Looking back, this deeply saddens me. I hadn’t really chosen to attend Easter services on a whim — God had nudged me, and although initially I listened and acted upon His nudge, I ultimately ignored Him in the face of ridicule. At that time, I was so susceptible to the opinions of others that I deferred the most important relationship of my life — my relationship with God.

Now, as a late bloomer to Christ, I can’t help but think about those who might be going to their very first Easter service this Sunday. It might be easy to look at them and think about their unfamiliar faces, or how perhaps the only other time we’ve seen them was at services during Christmas.

It might be tempting to think of them as CEOs and shake our heads.

But because I’ve been on the receiving side of this assumption, I’d like to suggest a different way of thinking about people who might fit this description.

Each of these people has been nudged by God in some way, and that is something to praise and celebrate. Those discovering Christ have to start somewhere. What better time than Holy Week? I choose to see the good in their participation and will make a conscious effort to welcome and encourage new faces instead of assume their attendance is fleeting or ceremonial. The last thing I want to do is crush their enthusiasm and hope as mine was shamed long ago.

The way God nudges people continues to humble and amaze me. His knack for meeting people where they are, at the perfect place and time, is unrivaled. I pray that those who are nudged to attend Easter services this Sunday receive the kindness and nurturing they need to deepen their relationship with Christ throughout the coming year.

On Lent and Going Deeper

As a late bloomer, this is the first year I’ve actively participated in the season of Lent. Before then, I simply knew that some of my friends would give up a vice — caffeine, sweets, and alcohol were the most common — for a tortuous 40 days.

“Why are they doing this?” I wondered. And yet, I didn’t ask because I was afraid of looking foolish or, worse yet, offending someone (after my cringe-worthy faux pas on a long-ago Ash Wednesday, my fear of offending was palpable).

I assumed the “giving up” was to evoke some kind of transformation. But I was confused when I saw people go right back to their vices when the Lenten season came to a close. What was transformed? I felt I was missing something.

(c) James Chan

(c) James Chan

Fortunately, I stumbled upon an eloquent article by the Women of the Evangelical Lutheran Church of America called Looking into the Mirror: A Lenten Reflection.

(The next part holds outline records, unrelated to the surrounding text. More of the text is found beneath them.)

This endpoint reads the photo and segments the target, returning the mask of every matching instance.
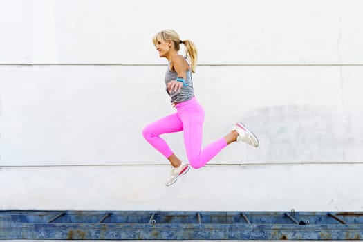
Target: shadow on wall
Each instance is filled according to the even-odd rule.
[[[279,106],[243,114],[253,124],[261,144],[249,151],[249,160],[259,162],[346,162],[346,147],[355,142],[343,111],[331,107]]]

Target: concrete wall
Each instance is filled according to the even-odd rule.
[[[363,209],[362,1],[0,3],[0,209]],[[261,142],[170,187],[141,135],[175,111],[165,28],[198,48],[204,144],[237,120]]]

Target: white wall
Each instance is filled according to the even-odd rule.
[[[362,1],[0,3],[0,209],[362,209]],[[237,120],[261,142],[170,187],[141,135],[174,111],[165,28],[198,48],[204,143]]]

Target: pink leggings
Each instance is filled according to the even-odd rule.
[[[155,149],[167,158],[174,152],[159,136],[183,131],[184,144],[189,164],[193,168],[200,168],[225,147],[227,142],[222,138],[208,145],[202,150],[204,121],[203,107],[195,97],[178,103],[175,107],[178,111],[176,113],[149,124],[142,131],[142,135]]]

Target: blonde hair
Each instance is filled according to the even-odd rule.
[[[179,38],[179,35],[178,35],[176,32],[172,30],[162,30],[155,35],[155,36],[153,38],[153,45],[156,46],[159,40],[171,40],[174,44],[174,48],[176,51],[179,51],[179,50],[180,49],[180,44],[184,44],[184,46],[185,46],[187,57],[190,60],[192,64],[192,72],[196,72],[198,52],[193,42],[187,39],[181,41]]]

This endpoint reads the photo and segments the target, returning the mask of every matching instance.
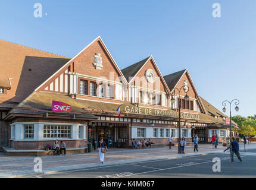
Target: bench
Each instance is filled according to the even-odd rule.
[[[10,147],[3,147],[4,153],[7,156],[53,156],[54,151],[45,150],[16,150]],[[88,147],[81,148],[66,148],[67,154],[85,153]]]
[[[160,144],[160,143],[151,144],[151,148],[163,147],[165,147],[165,146],[166,146],[166,145],[164,144]],[[131,148],[131,149],[137,149],[134,145],[133,145],[132,144],[129,144],[128,145],[126,145],[126,146],[124,146],[124,148]],[[141,149],[143,149],[143,148],[142,148]]]

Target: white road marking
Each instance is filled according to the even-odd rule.
[[[244,157],[244,156],[243,156],[243,157]],[[221,159],[221,160],[228,160],[228,159],[230,159],[230,158],[224,159]],[[148,172],[141,172],[141,173],[134,173],[134,174],[127,175],[126,177],[134,176],[134,175],[141,175],[141,174],[144,174],[144,173],[151,173],[151,172],[158,172],[158,171],[166,170],[169,170],[169,169],[176,169],[176,168],[179,168],[179,167],[188,167],[188,166],[191,166],[199,165],[199,164],[205,164],[205,163],[211,163],[211,162],[212,162],[212,161],[201,162],[201,163],[195,163],[195,164],[191,164],[191,165],[180,166],[171,167],[165,168],[165,169],[157,169],[157,170],[152,170],[152,171],[148,171]],[[122,178],[122,177],[117,177],[115,178]]]
[[[140,167],[148,167],[148,168],[151,168],[151,169],[154,169],[155,170],[160,170],[160,168],[156,168],[156,167],[150,167],[150,166],[141,166],[141,165],[138,165],[138,164],[130,164],[129,165],[135,166],[140,166]]]

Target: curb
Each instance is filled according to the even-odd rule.
[[[155,157],[155,159],[152,157],[147,157],[145,159],[139,159],[139,160],[144,159],[144,161],[157,161],[160,160],[163,160],[163,159],[180,159],[182,157],[191,157],[191,156],[201,156],[201,155],[208,155],[208,154],[213,154],[216,153],[221,153],[221,152],[203,152],[202,153],[194,154],[194,153],[188,153],[186,155],[182,155],[180,156],[175,156],[174,157],[170,157],[167,156],[164,156],[163,157]],[[128,161],[128,162],[127,162]],[[73,169],[63,169],[60,170],[52,170],[52,171],[47,171],[47,172],[37,172],[37,173],[31,173],[27,174],[24,174],[24,175],[9,175],[9,176],[0,176],[0,178],[26,178],[26,177],[32,177],[32,176],[40,176],[40,175],[51,175],[51,174],[56,174],[58,173],[64,172],[71,172],[71,171],[76,171],[76,170],[79,170],[81,169],[89,169],[92,168],[101,168],[102,166],[118,166],[121,164],[129,164],[129,163],[141,163],[143,162],[143,160],[138,160],[138,161],[134,161],[131,160],[123,160],[124,163],[118,163],[118,164],[111,164],[110,163],[109,164],[104,164],[104,166],[99,165],[97,166],[97,164],[99,164],[99,163],[93,163],[93,164],[95,164],[96,166],[87,166],[87,167],[76,167],[75,166],[68,166],[73,167]],[[47,169],[49,170],[49,169]]]

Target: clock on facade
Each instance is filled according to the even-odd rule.
[[[150,83],[153,83],[155,81],[155,72],[151,69],[148,69],[145,72],[145,77]]]

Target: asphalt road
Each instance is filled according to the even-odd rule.
[[[229,163],[230,154],[216,153],[134,164],[104,166],[52,175],[34,176],[43,178],[256,178],[256,150],[242,155],[243,162]],[[253,155],[252,155],[253,154]],[[214,172],[214,158],[220,159],[220,172]]]

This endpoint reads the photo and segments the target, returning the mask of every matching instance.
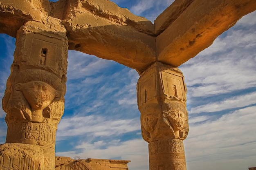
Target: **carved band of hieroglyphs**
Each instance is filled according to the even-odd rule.
[[[36,144],[54,148],[56,130],[44,123],[12,123],[8,126],[6,142]]]
[[[150,170],[186,170],[186,161],[171,161],[150,163]]]
[[[40,170],[40,163],[30,157],[16,157],[0,156],[0,170]]]
[[[55,150],[50,148],[43,147],[45,166],[49,169],[53,169],[55,168]]]
[[[179,139],[163,139],[148,144],[150,155],[159,154],[184,154],[183,141]]]
[[[148,145],[150,170],[186,170],[183,142],[163,139]]]

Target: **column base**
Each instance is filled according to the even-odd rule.
[[[41,147],[17,143],[0,145],[0,170],[45,169]]]

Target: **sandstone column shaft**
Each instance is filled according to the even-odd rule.
[[[0,170],[54,170],[57,125],[63,115],[68,40],[61,20],[29,21],[18,31],[2,99],[6,144]]]
[[[183,140],[189,132],[186,89],[177,68],[156,62],[137,84],[141,134],[149,143],[150,170],[186,170]]]

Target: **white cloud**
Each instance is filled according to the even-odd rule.
[[[72,136],[86,135],[92,137],[119,135],[140,129],[136,119],[109,119],[103,116],[79,115],[63,118],[58,126],[57,140]]]
[[[110,60],[74,51],[69,51],[68,61],[67,77],[70,79],[95,75],[115,63]]]
[[[190,114],[190,112],[189,112],[189,114]],[[192,124],[195,123],[205,121],[209,119],[211,117],[212,117],[211,116],[197,116],[189,119],[189,124]]]
[[[249,107],[214,121],[191,125],[184,141],[188,162],[194,161],[200,166],[201,162],[209,160],[228,162],[255,156],[255,110],[256,106]]]
[[[226,109],[238,108],[256,104],[256,92],[237,96],[225,100],[200,105],[192,108],[189,114],[202,112],[212,113]]]
[[[140,15],[144,11],[151,8],[154,6],[154,0],[142,0],[139,3],[132,6],[130,11],[135,15]]]
[[[255,24],[256,24],[256,11],[244,16],[236,23],[236,24],[243,26],[252,26]]]
[[[209,97],[256,86],[256,32],[241,29],[231,29],[181,66],[188,96]]]
[[[135,14],[143,15],[153,22],[153,20],[173,1],[173,0],[141,0],[132,6],[130,10]]]

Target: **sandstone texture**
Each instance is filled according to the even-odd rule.
[[[255,9],[256,2],[251,0],[176,0],[153,24],[109,0],[2,0],[0,33],[16,37],[28,21],[58,18],[67,29],[69,49],[141,73],[157,61],[180,65]]]
[[[2,100],[7,132],[0,170],[55,169],[68,49],[136,70],[150,169],[186,170],[186,88],[177,67],[256,9],[252,0],[176,0],[153,24],[108,0],[1,0],[0,33],[16,38],[16,48]],[[56,159],[59,170],[128,170],[129,162]]]
[[[16,46],[2,100],[7,130],[0,169],[9,163],[10,170],[54,170],[56,130],[66,92],[66,30],[58,19],[29,21],[17,31]],[[13,155],[12,150],[22,155]]]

Here, I learned that Lent is more about realigning our relationship with God than tackling a specific vice.

Sure, I could choose to deprive myself of a tangible item as a way of contemplating what I really needed versus what I simply wanted. But as a late bloomer, I felt I needed to go deeper.

The article explained that Lent entails reflection, repentance, and renewal. We must look into the mirror and face the demons that have been tormenting us and surrender them over to God.

And so — although I certainly could have used a 40-day hiatus from Oberweis ice cream — I opted to make a list of the events in my life that haunt me.

Things I’ve done. Things done to me. Things I’ve seen and participated in that I wish I could erase. Things in the past that still hold power over my sense of self-worth.

And then, I devoted myself to spending time each day praying about these things in the context of three forms of forgiveness.

I told God all about each thing that happened (even though He already knew, of course). Then, I repented for the role I played in each event and asked for forgiveness. I also prayed for the Holy Spirit to fill me with forgiveness for the people who hurt me, and asked that they be blessed. Finally, I prayed for the capacity to forgive myself and to surrender over to God any guilt and shame I had been harboring within my heart.

It hasn’t been easy (there’s a reason we avoid facing our demons; it’s painful) — and I’m not done yet. But it has been truly transformative. I feel closer to God than ever before, and the stunning gift of salvation through Christ has renewed my sense of purpose.

I have nothing against giving up a specific vice for Lent, and I may try that some day. But for me, a bit of God-searching helped me realize that this year, the real vice I needed to let go of was the past.